Chiuse la porta alle spalle e sospirò, guardando la cucina ancora in disordine da quella mattina.

Appoggiò la ventiquattro ore sul piccolo tavolino in mogano all'ingresso e si avviò al banco cucina.
Prese la padella, sporca di uova strapazzate fatte quella mattina per colazione, e la mise nel lavandino, aprendo l'acqua.
Poi prese il piatto e le posate dal tavolo e iniziò a lavarli con la spugnetta verde che aveva a portata di mano, con foga.

Li lavò mettendoci rabbia nei movimenti, facendo defluire il nervoso, la frustrazione e le ingiustizie attraverso le mani.

Poi sbuffò, le maniche dell'abito di Gucci bagnate, sciacquò i due piatti e buttò la spugna nel lavandino.
Si mise la mano destra sul viso, bagnandosi la fronte con l'acqua rimasta dal lavaggio dei piatti.

Poi, scattò.

Si tolse la giacca, la camicia, i pantaloni e li buttò sul letto; non lo calmò neanche la vista su Central Park quell'ora di sera.
Si mise dei pantaloncini neri della tuta che aveva nell'armadio e andò nella stanza alla destra della sua camera da letto, in palestra.

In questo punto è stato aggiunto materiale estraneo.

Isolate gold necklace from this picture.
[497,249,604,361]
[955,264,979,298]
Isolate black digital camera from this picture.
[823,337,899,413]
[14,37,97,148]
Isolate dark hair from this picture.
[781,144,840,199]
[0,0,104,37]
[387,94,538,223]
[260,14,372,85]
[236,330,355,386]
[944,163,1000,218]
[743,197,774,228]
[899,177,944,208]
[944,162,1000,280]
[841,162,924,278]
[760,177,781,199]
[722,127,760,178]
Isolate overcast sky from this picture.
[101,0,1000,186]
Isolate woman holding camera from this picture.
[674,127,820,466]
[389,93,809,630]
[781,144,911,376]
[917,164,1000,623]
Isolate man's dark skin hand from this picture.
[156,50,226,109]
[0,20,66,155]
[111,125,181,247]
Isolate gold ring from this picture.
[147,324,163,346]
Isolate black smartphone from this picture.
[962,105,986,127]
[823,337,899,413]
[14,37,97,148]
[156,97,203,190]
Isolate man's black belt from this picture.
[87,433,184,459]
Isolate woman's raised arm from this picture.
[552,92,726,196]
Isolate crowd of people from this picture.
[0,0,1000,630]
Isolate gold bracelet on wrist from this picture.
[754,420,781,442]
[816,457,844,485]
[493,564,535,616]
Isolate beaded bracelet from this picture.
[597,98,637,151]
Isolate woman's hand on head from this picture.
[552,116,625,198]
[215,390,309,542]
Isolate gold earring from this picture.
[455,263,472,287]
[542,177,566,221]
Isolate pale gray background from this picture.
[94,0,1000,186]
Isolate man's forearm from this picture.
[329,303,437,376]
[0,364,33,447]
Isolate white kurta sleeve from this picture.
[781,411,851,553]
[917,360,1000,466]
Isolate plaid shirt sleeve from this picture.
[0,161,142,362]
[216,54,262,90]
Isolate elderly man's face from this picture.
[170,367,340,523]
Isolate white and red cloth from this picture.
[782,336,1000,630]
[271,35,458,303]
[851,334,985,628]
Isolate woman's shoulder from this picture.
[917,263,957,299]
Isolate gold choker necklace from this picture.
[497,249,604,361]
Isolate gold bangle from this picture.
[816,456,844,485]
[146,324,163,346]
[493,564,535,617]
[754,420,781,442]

Iniziò a sollevare pesi, a correre sul tapis roulant e a prendere a pugni il sacco da boxe.

Non si fermò un attimo, il sudore che gli illuminava il viso e il petto, la mente che piano piano si svuotava, il dolore fisico che lo inebriava e lo allontanava da quello mentale.

Tirò un ultimo pugno al sacco da boxe e poi si buttò a terra, il respiro corto, il petto che si alzava e abbassava velocemente, i capelli fradici per il sudore.

Rimase lì, sdraiato sul pavimento per quelli che gli parvero minuti ma anche ore, poi, finalmente vuoto, si alzò.

Camminò senza meta, senza neanche ricordare chi fosse, arrivando infine in salotto.

Lì si trovò ad accarezzare il pianoforte a coda che aveva comprato qualche anno prima; si sedette e iniziò a suonare.

A pensarci non fu lui a suonare; le sue dita si mossero da sole tornando ad una delle canzoni che più aveva provato quando da piccolo era stato costretto ad imparare a suonare il piano: "Für Elise", "Per Elisa" di Bethoveen.

Ad ogni nota il suo cuore si spaccava, ad ogni nota si rimarginava; amava suonare e lo odiava.
Il pianoforte ed il violino erano per lui come suo padre; lui gli aveva imposto di imparare a suonarli eppure quel suono era arrivato a dargli pace all'anima.

Ma mai avrebbe dimenticato le urla del padre che lo obbligavano, mai le punizioni, mai la sofferenza, nonostante ora quel gesto gli dasse conforto.

Ma in fondo al cuore si sentiva alienato da se stesso perché ormai non sapeva più neanche capire se quella sensazione fosse reale, se il conforto e la pace che provava nel suonare quegli strumenti fosse concreta o l'avesse costruita la sua mente per far tacere il dolore e stare meno male, per proteggersi dalla sofferenza e dagli obblighi imposti dal padre.

Una lacrima scese mentre le sue dita erano ancora intente a premere i vari tasti; a quella ne seguì un'altra e poi un'altra ancora.

Era come se avesse aperto un rubinetto; le lacrime scesero incessanti una in fila all'altra, senza causare in lui un piano sfrenato, come se il suo corpo fosse pronto a lasciarsi andare ma la sua mente no.
Pianse ma il suo viso rimase imperturbabile, le sue dite mai cessarono di suonare, il suo corpo non fu scosso da singhiozzi.

Era una immagine di un paradosso unico, immagine che rappresentava a pieno la scissione delle due parti dello stesso Cesare; un Cesare che voleva poter essere debole ma che non poteva, non più.

Finì la canzone è si asciugò il volto con entrambe le mani, appoggiando i gomiti sui tasti del pianoforte, causando un forte rumore che gli scosse l'animo, bloccando finalmente il flusso incessante di acqua che nasceva dai suoi occhi.